Ask HN: Do you write more/better code when you are drinking/drunk? - viggity

I don't know about you guys, but my productivity goes through the roof when I'm drinking and coding. It lets me completely focus and ignore all of the random thoughts that are typically running through my head. I don't think "oh, I wonder how XYZ would work with ABC" and spend absurd amounts of time on random tangents.<p>I don't know if it was a state-dependent learning thing from my days as college student, or what.<p>Obviously, I don't drink at work, but you bet I do for my side projects.<p>Anyway, does anyone else find that it helps them?
======
nostrademons
More, yes, but probably not better.

We had a CS39 liquor cabinet in my Operating Systems Design course. Rum,
vodka, gin, and lots of mixers. We needed it.

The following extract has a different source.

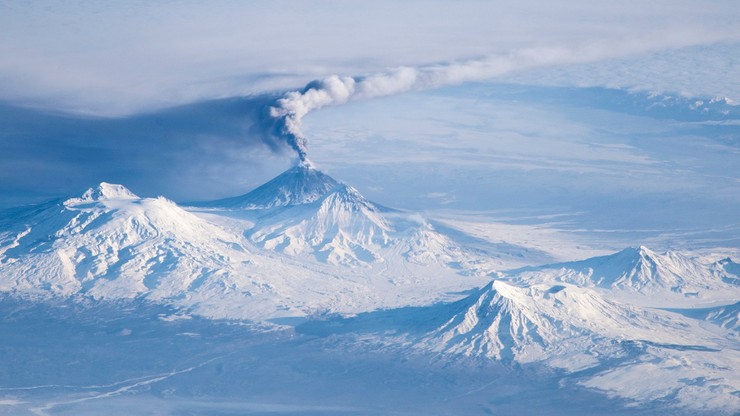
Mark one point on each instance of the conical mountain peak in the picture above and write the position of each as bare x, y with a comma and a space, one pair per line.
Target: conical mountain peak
103, 192
299, 185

This led to some funny comments in the code, like

    
    
        // Don't believe anything this next line says
        // I'm drunk anyway.

------
adatta02
I drink while I'm coding pretty routinely. I can't really tell if it makes me
any more productive but it definitely holds up the programmer stereotype.

There is also that sense of urgency that you have to get stuff done before you
get to drunk...

------
dmoney
Apparently there's been some research into this topic: <http://xkcd.com/323/>

------
icey
I used to do this years ago - I'd get home from a night at the bar and decide
to sling some code. Ultimately I had to stop doing it though; the code I wrote
was written in such a different style than my ordinary style that it became
problematic to troubleshoot easily.

That being said, there was more than one occasion where I solved a problem
after drinking that I was having a problem figuring out prior to it.

------
shutter
I've not tried this, but I would wonder how much the potential for "dumb
errors" increases when in that state. I already say "Why the heck did I write
that?" too many times even when sober!

------
m0digital
Ofcourse that's extremes to everything. If you develop while trashed I doubt
its gonna turn out well.

However, I do find myself programming better with some beer. I actually feel a
little more relaxed and focus better. Strange I know.

------
lacker
It doesn't seem to hurt for straightforward programs, but it's much easier to
make bad design decisions while drunk. It also takes me forever to debug while
drunk. I don't really think it helps me in any way.

------
jmtame
I'm glad you asked this, now I won't feel so bad about doing it.